Canadian Pacific Railways (CP) operates a transcontinental railway in Canada and the United States over a network of approximately 14,800 miles. It has direct links into eight different ports in U.S. and Canada including Montreal, Vancouver, New York and Philadelphia. Canadian Pacific transports bulk traffic such as grain, coal, and sulphur; merchandise such as forest products, energy and automotive. It has a major presence in intermodal shipping to transport high-value retail goods from across the globe to North American markets.
Canadian Pacific is well poised to take advantage of several global macro trends. Its intermodal transport business is going to benefit with continued global expansion. If high oil and gas prices persist, the upside is even higher as manufacturers and retailers choose rail over truckers for cost-effective shipping. It is a major player in soft commodities such as grain and fertilizers and is likely to benefit from increased global food and agricultural trade.
Canadian Pacific is well integrated into the supply chain of key energy resource areas such as the Bakken formation, Marcellus shale, Alberta oil sands, major ethanol production facilities in the U.S. Midwest and wind energy tower manufacturers in Canada. Energy is its fastest-growing business and Canadian Pacific nearly doubled its crude oil shipments in Q4 2011.
It is a major transporter of metallurgical coal generated by Teck Resources (TCK) and recently signed 10-year agreement to integrate deeply into Teck's supply chain to handle growth in coal shipment volume. Coal is almost 50% of Teck's revenue and is likely to experience a period of significant growth. The main driver is lack of replacement to Kyoto Protocol during last December's UN conference in South Africa on climate change. The Kyoto Protocol will now remain in place until 2020 with no long-term global agreement on limiting greenhouse gases. This is a bullish scenario for coal producers and Canadian Pacific is going to be an important beneficiary.
It is no surprise that Bill Ackman of Pershing Square Capital has set his sights on Canadian Pacific by acquiring nearly 14% of the shares.
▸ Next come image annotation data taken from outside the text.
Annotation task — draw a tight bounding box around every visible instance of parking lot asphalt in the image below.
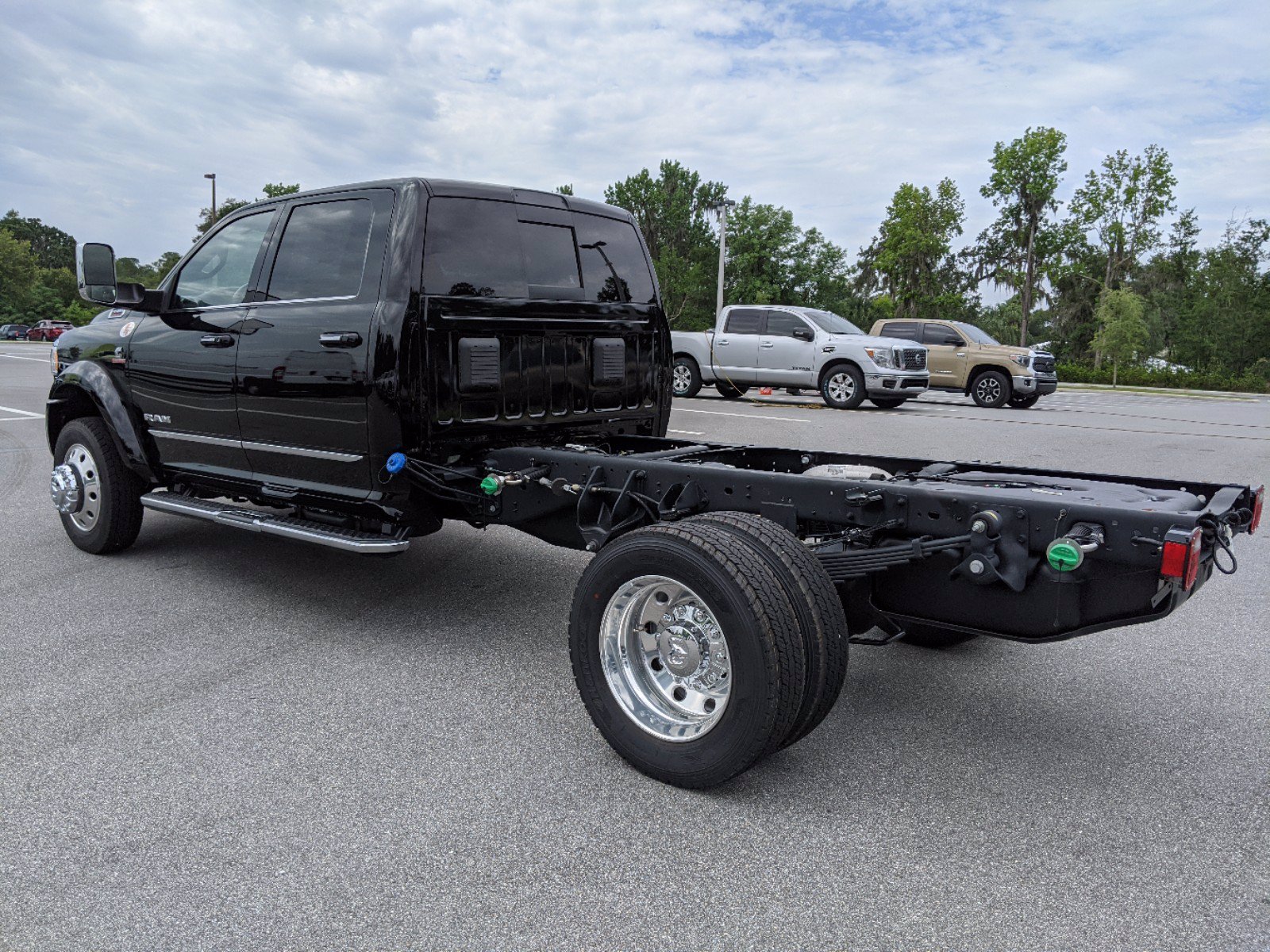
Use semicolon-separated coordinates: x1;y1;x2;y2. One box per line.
0;345;1270;952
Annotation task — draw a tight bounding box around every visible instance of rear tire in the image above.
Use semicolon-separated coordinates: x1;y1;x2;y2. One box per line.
970;370;1010;410
671;357;701;397
821;363;865;410
688;512;851;747
53;416;146;555
569;522;806;789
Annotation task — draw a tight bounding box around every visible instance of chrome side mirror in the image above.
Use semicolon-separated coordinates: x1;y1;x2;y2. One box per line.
75;241;118;305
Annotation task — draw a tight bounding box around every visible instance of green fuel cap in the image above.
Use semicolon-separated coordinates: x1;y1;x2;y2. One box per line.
1045;538;1084;573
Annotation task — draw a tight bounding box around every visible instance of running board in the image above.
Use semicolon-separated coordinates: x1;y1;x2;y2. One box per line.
141;493;410;555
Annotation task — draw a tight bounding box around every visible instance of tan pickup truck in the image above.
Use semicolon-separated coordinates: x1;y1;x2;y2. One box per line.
868;320;1058;410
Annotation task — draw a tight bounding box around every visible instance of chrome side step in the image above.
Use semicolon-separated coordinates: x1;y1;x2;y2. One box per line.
141;491;410;555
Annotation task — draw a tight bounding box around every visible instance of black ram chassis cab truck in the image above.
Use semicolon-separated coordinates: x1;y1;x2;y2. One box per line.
47;179;1264;787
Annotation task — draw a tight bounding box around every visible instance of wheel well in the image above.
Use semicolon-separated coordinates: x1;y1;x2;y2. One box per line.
44;387;102;451
817;357;864;386
964;363;1010;396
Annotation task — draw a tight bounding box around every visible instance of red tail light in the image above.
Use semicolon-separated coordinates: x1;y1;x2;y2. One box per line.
1160;527;1204;592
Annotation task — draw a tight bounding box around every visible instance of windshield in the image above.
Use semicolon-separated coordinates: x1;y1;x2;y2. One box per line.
952;321;1001;347
799;307;864;334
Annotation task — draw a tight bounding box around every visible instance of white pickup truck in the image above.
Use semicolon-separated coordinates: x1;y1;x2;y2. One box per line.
671;305;929;410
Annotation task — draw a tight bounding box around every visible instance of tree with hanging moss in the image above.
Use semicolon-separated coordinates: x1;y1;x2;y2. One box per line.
1094;288;1147;387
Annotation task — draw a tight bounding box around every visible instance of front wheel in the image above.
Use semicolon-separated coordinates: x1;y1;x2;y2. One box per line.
821;363;865;410
569;523;806;787
48;416;144;555
671;357;701;397
970;370;1010;410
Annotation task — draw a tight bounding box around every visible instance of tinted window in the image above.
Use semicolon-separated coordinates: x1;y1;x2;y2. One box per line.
767;311;806;338
802;307;864;334
922;324;964;347
881;321;922;343
573;213;656;305
423;198;529;297
724;307;764;334
956;321;1001;347
519;221;582;288
175;211;273;307
265;198;375;301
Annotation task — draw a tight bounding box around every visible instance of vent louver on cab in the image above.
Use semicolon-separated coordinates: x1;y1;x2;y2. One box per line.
459;338;502;393
591;338;626;387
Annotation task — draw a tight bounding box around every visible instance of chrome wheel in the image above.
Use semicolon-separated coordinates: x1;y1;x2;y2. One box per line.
673;363;692;396
599;575;732;741
824;370;856;404
61;443;102;532
974;377;1001;404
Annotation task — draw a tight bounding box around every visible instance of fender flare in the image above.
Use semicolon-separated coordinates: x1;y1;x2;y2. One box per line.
44;360;159;482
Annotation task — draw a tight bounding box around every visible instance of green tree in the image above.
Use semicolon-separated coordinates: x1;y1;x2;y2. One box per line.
856;179;968;317
976;125;1067;347
0;208;75;271
194;182;300;241
1071;146;1177;290
605;160;726;330
1094;288;1147;387
0;228;40;313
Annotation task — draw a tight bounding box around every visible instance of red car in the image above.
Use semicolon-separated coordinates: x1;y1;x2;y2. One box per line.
27;321;75;340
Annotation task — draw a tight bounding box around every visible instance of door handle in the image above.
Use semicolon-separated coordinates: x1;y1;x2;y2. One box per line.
318;330;362;347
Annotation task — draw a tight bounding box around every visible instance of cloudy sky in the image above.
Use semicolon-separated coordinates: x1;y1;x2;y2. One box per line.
0;0;1270;267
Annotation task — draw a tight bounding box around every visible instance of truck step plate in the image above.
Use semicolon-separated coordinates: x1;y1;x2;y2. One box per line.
141;493;410;555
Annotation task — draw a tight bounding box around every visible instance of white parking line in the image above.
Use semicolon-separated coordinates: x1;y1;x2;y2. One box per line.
675;406;810;423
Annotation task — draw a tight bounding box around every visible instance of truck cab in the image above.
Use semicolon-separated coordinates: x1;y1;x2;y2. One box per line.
671;305;927;410
872;319;1058;410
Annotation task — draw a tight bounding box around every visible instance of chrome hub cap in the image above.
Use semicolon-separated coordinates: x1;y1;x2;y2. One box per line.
599;575;732;741
675;363;692;393
58;443;102;532
826;373;856;402
48;463;84;514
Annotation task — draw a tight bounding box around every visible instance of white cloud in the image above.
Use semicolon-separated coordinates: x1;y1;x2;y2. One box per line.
0;0;1270;270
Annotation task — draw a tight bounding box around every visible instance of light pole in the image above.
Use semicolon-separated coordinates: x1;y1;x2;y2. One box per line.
710;198;737;320
203;171;216;225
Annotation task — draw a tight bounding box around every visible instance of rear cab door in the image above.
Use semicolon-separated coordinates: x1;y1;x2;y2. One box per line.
713;307;767;386
237;188;394;497
758;309;815;387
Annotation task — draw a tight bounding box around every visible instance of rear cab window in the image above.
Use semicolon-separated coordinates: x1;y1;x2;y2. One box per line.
880;321;922;344
423;197;656;303
722;307;764;334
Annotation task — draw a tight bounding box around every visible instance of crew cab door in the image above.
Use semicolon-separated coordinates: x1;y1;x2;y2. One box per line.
129;207;277;480
758;311;815;387
237;189;392;497
713;307;767;385
922;324;968;387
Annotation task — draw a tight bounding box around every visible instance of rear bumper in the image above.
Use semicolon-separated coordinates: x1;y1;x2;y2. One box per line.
865;370;931;396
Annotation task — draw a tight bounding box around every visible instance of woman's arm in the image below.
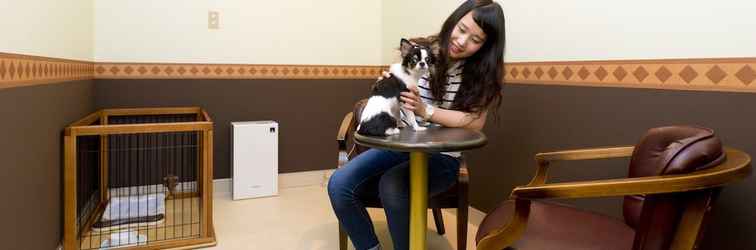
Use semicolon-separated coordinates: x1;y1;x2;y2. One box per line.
428;108;488;131
401;89;488;131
Bill Ackman wants to install five new board members and a new CEO, Hunter Harrison, former CEO of Canadian National. The shareholders are scheduled to vote in May. But shares of Canadian Pacific already had a nice run and are up over 45% since the announcement by Pershing Square Capital.
While the current management is opposed to change, it is likely to lose the proxy battle. On operating metrics, Canadian Pacific fares much worse than the railways, in general and Canadian National (CNI), in particular. Canadian Pacific's return on equity is 12%, much less than the rail and road industry's average of 20% and about half of the Canadian National return on equity of 22%. Its operating ratio (operation expense divided by net sales) at 78% is also much lower than Canadian National's ratio of 65%.
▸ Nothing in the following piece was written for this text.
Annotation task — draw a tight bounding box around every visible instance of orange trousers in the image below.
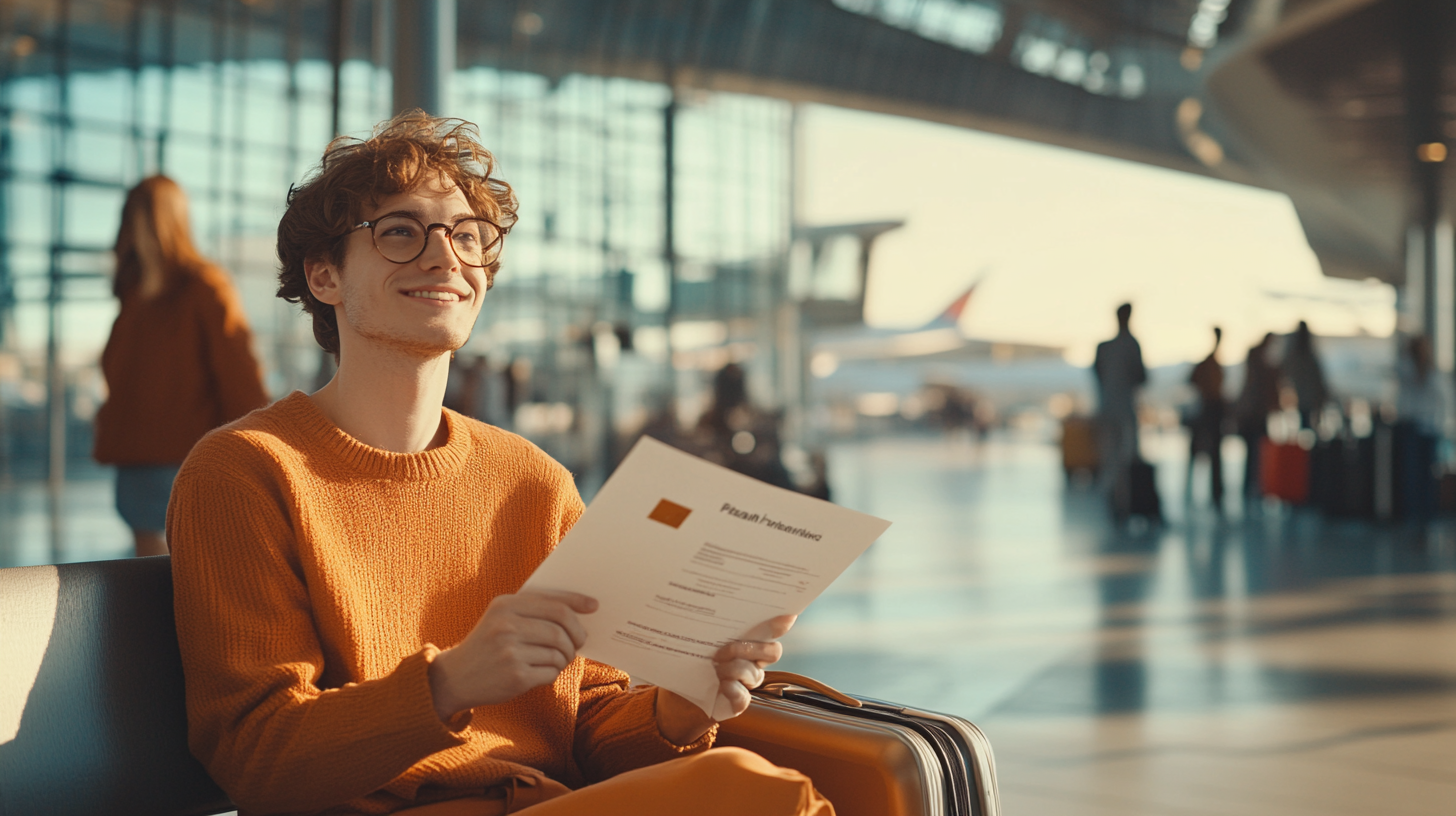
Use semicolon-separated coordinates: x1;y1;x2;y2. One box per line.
396;748;834;816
Bill Ackman's argument is straightforward and compelling. Hunter Harrison, former CEO of Canadian National, is ideally suited to bring Canadian Pacific's operational efficiency closer to that of Canadian National. He has done this before and there is little doubt if he can pull it off again. If one assumes that Canadian Pacific's revenue grows at its historic 6% annual growth rate and if the proposed operating ratio is met, its earnings five years out will be around $10 per share. At its historical five-year P/E of 14, its shares will be trading at $140 - almost twice its current price. The savings due to improved operations could be returned to shareholders through increased dividends - its current yield is 1.6% - or share buybacks. This would be another plus if they can pull it off.